De “Anaconda”, conto de Horacio
Quiroga.
Esta história se passou em
Jhunjhunum, perto da cidade de Bikaner, no deserto de Thar, na Índia, fronteira
com o Paquistão.
Acontece que na Índia vacas,
bois, touros e seus rebentos são sagrados. Isto é mais que sabido. O que não se
sabe é que então os búfalos arcam com o prejuízo. Fazem o trabalho pesado. Não
só carregam fardos, mas puxam água das entranhas da Terra, rodando em torno de
cacimbas, presos a uma canga, para levantar os pesadíssimos baldes. Trabalham nos
campos. Puxam carroças. Para completar este quadro, ficam presos em seu tempo
de descanso, enquanto os demais bovinos flanam atrás de pães.
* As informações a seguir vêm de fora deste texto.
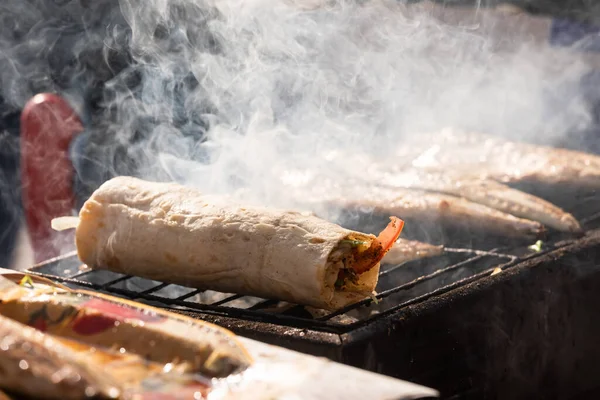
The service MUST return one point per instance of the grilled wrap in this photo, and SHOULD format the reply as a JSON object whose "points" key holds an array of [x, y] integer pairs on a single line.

Pães? Sim, pães. Não há vaca,
boi, touro ou bezerro na índia que não tenha dono. Quando o dia começa, a
família do dono cozinha seus pães. O primeiro vai para a vaca ou bovino que faz
parte dela. Daí, o bovino parte pela cidade, livre. Vai de casa em casa,
comendo os pães que lhe oferecem. À noite, volta para casa. E lá fica, à espera
da manhã seguinte. Durante o dia, a família produz mais pães. Comem alguns.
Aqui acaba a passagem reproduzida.